前置き無しに畳みかけてくる分厚いトーンのリフと、サビに向かってわき目も振らずに盛り上がっていく歌メロ。
エディ・ヴァン・ヘイレンが完全憑依したかのようなオブリガードのフレーズもスパイスのように効いてますね。
1991年に惜しまれつつ解散してしまい、その後全く消息の掴めない名手ヴィト・ブラッタ…。
ピザ屋になったとか色々言われてますが、ハードロック界にとっては大きな損失でした。
WHITE WOLF
WHITE WOLF は1984年リリースの「Standing Alone」でデビューしたカナダ産のバンドですね。
哀愁を帯びたメロディアスな名曲をズラリと揃えたデビュー作らしからぬクオリティのアルバムでしたが、ジャケットのデザイン(カエルのような足をしたネズミのような狼?)が足を引っ張り、セールス的には本来の実力が反映されなかった印象です。
続く1986年リリースの2ndも更に練度を高めた極上メロディアス作品でしたが、RAINBOWの焼き直し感(略してパクリ感)が否めずといった感じ。
2枚の上質作品を残したのみでバンドは解散してしまいますが、2007年に21年ぶりの軌跡の復活!。
往年のバンドロゴもそのままに、音楽性も80年代の良いところだけをそのまま持ってきました的な感じで古参ファンは涙を流して歓喜した作品でした。
おすすめ楽曲
Don’t Turn Away
古くさろうが、どっかで聴いたことあろうが関係ナッシング!。
俺はこのクサメロハードロックが大好ききなんだぁぁあああああ!っと叫びたくなる名曲。
予定調和から一歩もはみ出すことのない先が読めるクサメロ、素人に毛が生えた程度のギターソロ、何もかもがあの熱かった80年代を想起させる昭和レトロ感で満たされた至福の名盤です。
WHITE TIGER
WHITE TIGER は1986年に「KISSワンポイントリリーフ」で知られるギタリストのマーク・セント・ジョンを中心にアメリカ・カリフォルニアで結成されたバンドですね。

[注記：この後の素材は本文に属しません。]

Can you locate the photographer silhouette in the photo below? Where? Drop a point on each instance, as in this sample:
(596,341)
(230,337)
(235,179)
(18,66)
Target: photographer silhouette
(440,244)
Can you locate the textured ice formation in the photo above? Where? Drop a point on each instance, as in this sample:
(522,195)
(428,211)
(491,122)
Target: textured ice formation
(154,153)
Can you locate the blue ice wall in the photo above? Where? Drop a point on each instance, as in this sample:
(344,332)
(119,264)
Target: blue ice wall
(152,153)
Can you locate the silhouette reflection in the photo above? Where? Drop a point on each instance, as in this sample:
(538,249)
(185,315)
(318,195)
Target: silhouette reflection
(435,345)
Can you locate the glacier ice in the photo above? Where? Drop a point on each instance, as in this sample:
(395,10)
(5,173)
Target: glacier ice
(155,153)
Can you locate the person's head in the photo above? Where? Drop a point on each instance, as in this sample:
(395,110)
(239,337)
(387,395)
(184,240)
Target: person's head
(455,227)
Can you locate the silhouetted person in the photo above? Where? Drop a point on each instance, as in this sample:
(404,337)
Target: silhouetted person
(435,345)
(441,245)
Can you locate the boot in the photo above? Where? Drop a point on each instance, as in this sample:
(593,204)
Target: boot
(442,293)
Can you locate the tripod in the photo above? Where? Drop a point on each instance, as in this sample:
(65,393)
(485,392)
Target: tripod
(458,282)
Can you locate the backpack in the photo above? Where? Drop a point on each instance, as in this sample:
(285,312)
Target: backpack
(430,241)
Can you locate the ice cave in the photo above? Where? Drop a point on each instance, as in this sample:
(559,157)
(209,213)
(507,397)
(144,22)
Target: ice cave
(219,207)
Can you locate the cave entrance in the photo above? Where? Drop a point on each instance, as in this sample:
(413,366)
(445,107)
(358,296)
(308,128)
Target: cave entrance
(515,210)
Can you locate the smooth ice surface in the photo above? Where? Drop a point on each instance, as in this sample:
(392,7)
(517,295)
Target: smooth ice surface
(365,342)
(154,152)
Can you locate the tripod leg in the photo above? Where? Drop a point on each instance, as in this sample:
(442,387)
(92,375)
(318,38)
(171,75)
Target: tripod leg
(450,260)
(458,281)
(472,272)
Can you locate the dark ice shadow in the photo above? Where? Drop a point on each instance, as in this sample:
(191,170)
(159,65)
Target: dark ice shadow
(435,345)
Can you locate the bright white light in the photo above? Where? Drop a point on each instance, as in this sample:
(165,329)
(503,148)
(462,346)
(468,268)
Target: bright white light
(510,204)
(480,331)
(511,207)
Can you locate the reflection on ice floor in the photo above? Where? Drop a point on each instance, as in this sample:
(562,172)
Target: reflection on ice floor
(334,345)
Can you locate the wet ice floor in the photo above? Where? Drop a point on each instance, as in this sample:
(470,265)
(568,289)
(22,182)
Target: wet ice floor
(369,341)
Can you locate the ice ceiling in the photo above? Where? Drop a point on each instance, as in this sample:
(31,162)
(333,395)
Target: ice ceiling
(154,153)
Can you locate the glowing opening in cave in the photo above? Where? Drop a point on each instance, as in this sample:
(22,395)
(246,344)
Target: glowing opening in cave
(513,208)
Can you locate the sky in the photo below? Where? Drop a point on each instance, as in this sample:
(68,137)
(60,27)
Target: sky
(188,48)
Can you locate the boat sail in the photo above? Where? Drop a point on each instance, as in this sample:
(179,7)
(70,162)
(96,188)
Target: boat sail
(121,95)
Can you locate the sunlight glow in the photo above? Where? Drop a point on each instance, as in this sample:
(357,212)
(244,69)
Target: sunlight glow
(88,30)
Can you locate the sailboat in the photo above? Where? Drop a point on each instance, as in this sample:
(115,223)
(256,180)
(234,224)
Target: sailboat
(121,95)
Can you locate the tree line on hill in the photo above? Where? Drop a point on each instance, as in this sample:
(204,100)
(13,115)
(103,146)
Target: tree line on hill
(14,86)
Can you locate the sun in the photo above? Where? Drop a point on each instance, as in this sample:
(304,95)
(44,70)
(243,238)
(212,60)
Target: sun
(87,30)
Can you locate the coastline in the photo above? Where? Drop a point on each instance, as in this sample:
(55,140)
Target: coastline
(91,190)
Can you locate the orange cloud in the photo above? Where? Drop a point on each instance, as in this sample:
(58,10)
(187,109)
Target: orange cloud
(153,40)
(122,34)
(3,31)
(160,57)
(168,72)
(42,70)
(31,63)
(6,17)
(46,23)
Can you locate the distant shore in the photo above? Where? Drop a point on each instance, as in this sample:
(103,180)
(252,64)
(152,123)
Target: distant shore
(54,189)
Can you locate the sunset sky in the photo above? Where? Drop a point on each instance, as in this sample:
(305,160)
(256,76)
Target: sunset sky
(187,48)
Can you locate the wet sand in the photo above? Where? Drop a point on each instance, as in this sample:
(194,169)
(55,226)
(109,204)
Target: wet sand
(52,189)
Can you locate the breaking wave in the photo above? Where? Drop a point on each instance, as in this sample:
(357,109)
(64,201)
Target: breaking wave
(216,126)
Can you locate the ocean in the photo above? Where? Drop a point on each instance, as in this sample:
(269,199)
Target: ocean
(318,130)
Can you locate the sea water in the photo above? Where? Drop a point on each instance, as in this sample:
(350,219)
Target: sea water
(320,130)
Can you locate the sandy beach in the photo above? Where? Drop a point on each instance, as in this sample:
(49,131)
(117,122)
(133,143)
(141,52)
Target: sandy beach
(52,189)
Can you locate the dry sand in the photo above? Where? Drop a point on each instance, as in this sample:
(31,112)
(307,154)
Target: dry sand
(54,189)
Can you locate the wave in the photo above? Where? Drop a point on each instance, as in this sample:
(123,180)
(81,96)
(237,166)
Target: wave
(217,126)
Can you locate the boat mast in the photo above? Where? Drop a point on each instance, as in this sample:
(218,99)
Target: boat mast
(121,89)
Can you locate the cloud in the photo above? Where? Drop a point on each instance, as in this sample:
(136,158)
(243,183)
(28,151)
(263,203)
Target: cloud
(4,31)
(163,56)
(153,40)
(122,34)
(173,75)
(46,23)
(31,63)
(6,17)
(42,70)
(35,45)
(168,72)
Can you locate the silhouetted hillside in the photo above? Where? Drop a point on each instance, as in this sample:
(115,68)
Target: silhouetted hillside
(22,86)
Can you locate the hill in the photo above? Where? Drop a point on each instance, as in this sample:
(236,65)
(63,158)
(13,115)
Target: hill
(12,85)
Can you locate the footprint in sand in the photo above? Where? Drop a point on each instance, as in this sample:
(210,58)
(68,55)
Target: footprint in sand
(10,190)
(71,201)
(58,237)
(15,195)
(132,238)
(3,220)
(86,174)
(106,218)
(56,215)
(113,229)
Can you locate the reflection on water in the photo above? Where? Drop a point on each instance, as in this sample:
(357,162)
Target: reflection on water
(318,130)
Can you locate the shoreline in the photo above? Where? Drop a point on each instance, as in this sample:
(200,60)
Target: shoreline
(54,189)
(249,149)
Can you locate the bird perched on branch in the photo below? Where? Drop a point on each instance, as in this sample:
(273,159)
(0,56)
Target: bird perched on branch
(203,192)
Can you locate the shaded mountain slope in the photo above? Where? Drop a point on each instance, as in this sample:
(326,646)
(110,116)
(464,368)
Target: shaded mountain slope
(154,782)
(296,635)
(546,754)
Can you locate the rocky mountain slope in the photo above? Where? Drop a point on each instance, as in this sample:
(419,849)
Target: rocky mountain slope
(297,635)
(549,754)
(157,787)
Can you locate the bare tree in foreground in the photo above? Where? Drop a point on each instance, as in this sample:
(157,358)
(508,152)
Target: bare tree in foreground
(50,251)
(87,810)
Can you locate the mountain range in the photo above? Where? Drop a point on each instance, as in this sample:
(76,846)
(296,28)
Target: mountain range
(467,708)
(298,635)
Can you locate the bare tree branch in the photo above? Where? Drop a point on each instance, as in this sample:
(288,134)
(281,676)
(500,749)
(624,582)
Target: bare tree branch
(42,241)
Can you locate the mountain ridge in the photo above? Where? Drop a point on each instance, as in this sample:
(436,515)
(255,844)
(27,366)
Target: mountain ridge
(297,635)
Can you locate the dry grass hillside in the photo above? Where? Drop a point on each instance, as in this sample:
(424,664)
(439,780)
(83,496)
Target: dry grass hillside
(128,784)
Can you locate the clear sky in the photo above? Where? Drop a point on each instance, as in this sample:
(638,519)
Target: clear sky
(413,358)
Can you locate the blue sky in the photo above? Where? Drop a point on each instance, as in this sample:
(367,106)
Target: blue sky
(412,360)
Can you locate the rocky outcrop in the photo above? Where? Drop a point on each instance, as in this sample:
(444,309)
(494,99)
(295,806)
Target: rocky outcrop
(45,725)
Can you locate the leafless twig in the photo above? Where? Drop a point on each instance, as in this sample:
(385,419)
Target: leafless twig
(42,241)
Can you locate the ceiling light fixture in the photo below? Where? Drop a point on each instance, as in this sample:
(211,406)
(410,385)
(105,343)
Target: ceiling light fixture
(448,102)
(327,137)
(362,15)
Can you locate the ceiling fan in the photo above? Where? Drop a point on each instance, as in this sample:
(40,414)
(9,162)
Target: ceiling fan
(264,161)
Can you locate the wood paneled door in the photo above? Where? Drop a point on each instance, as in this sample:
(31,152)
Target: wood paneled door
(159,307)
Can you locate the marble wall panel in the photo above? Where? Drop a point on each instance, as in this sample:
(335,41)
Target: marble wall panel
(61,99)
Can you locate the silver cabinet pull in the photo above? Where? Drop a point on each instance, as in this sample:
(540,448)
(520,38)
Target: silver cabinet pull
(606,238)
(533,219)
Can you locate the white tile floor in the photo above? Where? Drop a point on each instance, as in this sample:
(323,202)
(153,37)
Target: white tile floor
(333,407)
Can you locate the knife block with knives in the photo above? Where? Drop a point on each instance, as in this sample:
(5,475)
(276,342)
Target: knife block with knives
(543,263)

正式なアルバムとしてはデビュー作のみを残して解散してしまいました。
それにしても、このマーク・セント・ジョンという男。
KISSに加入したかと思えば関節炎を発症し、WHITE TIGER も鳴かず飛ばず、挙句の果てには麻薬絡みで逮捕され刑務所収容中に暴行を受け出所後まもなく死亡という、あまりにも不遇な男でした。
おすすめ楽曲
Runaway
WHITE TIGER はとにかくまともな音源が少なくて見つけるのが大変です。
デビューアルバムで気合が入ってるのはわかりますが、この曲では終始後ろでカシャカシャやってるバッキングがせわしなく、リズムも独特で何だか落ち着かないところが逆に強烈に印象に残ったりする楽曲です。
マーク・セント・ジョンのギターソロは、ありがちなフレーズではあるもののそれなりに頑張って存在感を示していますね。
特に終盤にかけてのしつこい位のソロは、いやいや、もういいですよって位に弾きまくってます。
WHITE SISTER
LAメタルの潮流に乗っかり1984年にメジャーデビューを果たした WHITE SISTER。
デビューアルバムはグレッグ・ジェフリアのプロデュースということもあり、ちょっとした話題になりましたね。
楽曲の世界観を広げるキーボードサウンドを効果的に使い、爽快かつ哀愁も滲ませた曲作りは、NIGHT RANGER 辺りを彷彿とさせましたが、いかんせん音像はチープ…。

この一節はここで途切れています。